Of course, we did add an "Other job responsibilities" category to this list, and many respondents contributed descriptions of the tasks that didn't fall neatly into the categories we provided. "IT purchasing" elicited several mentions. "SOX consulting" and "ITIL" were on the list, as were "Blackberry support," "building data warehouse," "scripting development," "printer repair," "AutoCAD work," and "provide high-end technical training." We feel for the respondents who entered "too much to list here" and "Gopher." The hands-down winner of the "I Wish This Was Me" category is "No job responsibilities; retired years ago."

Working Life
One set of statistics that hasn't budged in the three years we've been surveying is the number of years our respondents have worked in IT. The majority of you have worked in IT between 6 and 10 years; in both 2005 and 2006 the percentage of respondents fitting that time frame was 35. (In 2004 the percentage was 37.7, and the range of years we specified was slightly different: 5 to 9.) Ranking second is the category of 11 to 15 years: In 2005, 24 percent of you had worked in IT that long; this year, the figure is 25 percent.

The 40-hour workweek seems to be a twentieth century relic for most professions, and it certainly is for IT—60 percent of you work an average of 41 to 50 hours each week, 14 percent work 51 to 60 hours, and 4 percent work more than 60 hours. Most of you, 37 percent, are on call more than 10 hours each week. An additional 27 percent are on call between 1 and 10 hours.

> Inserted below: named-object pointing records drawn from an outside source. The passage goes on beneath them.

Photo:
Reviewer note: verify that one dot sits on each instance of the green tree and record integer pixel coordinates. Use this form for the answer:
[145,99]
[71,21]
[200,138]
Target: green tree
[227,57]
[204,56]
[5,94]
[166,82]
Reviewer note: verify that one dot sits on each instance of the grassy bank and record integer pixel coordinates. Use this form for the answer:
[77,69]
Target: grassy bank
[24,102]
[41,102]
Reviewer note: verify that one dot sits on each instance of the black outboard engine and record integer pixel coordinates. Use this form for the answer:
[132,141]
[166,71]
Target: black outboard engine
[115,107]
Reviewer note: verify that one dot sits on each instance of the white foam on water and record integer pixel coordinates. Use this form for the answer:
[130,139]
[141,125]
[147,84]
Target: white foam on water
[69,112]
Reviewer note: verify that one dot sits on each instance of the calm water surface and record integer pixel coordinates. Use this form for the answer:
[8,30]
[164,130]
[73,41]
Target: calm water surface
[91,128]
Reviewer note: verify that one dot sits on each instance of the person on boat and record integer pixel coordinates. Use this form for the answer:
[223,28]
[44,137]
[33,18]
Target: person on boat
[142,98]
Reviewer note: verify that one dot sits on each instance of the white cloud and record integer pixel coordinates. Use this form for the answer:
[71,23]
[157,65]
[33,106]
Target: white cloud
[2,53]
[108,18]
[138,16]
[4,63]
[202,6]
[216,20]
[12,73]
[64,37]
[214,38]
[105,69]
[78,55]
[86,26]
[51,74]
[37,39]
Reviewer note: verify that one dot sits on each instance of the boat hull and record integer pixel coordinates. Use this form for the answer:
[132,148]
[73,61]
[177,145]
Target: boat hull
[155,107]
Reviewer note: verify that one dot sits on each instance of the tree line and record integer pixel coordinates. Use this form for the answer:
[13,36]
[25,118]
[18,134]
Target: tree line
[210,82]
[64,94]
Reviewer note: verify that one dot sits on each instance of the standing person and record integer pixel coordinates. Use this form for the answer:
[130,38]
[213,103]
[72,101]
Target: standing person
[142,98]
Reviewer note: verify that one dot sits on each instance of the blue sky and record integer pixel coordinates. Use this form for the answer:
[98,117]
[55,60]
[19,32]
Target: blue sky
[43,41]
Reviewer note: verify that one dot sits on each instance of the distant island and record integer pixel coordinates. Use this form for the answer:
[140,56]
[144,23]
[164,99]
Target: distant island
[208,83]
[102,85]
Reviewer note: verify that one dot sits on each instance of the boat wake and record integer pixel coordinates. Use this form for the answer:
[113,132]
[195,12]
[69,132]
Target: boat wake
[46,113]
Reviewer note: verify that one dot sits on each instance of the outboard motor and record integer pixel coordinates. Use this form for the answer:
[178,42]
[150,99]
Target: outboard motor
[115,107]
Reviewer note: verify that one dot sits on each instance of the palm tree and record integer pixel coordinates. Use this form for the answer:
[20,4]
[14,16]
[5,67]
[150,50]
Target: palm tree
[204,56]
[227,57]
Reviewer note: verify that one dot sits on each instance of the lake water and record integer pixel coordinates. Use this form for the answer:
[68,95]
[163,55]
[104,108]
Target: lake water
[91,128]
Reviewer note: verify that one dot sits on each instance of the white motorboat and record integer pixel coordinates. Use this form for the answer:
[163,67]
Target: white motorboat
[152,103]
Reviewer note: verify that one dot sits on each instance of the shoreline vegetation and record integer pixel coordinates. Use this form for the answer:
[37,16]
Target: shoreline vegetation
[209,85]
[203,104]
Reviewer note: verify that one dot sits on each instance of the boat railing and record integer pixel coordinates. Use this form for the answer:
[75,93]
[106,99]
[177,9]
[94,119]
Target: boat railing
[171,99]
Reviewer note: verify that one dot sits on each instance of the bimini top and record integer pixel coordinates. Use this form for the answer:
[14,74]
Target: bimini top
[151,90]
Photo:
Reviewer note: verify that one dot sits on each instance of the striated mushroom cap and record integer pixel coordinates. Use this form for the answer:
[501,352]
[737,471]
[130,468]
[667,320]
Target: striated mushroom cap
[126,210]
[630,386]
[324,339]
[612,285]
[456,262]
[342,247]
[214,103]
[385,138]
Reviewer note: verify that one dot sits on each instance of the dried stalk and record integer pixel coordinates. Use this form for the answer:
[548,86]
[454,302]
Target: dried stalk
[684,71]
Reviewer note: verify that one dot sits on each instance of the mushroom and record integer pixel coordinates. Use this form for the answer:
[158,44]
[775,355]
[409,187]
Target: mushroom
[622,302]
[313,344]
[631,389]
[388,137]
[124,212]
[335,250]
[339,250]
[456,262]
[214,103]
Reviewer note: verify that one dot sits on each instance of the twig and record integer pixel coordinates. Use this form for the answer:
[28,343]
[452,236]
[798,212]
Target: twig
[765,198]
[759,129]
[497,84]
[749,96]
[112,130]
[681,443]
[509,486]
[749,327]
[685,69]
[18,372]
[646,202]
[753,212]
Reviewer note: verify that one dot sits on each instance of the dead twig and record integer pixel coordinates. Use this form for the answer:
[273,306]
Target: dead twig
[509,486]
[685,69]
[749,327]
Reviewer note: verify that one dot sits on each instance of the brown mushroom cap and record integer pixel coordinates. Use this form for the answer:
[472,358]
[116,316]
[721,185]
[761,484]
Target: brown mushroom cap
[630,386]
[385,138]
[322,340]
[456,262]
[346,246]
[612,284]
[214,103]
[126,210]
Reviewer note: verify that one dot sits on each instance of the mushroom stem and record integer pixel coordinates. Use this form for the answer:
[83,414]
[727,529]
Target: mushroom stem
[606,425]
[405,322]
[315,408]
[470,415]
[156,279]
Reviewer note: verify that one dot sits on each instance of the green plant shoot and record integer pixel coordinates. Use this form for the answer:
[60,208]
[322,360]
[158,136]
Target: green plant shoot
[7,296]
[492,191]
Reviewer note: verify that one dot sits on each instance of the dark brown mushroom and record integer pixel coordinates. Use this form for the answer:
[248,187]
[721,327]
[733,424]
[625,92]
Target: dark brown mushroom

The size of the organization you work for varies greatly among respondents, as Figure 2 shows. When it comes to the number of machines you support, the voting reflected the concentration of systems administrators among respondents. As Figure 3 illustrates, 44 percent of survey respondents support between 1 and 24 servers—by far the largest concentration of respondents supporting any number of servers or end users.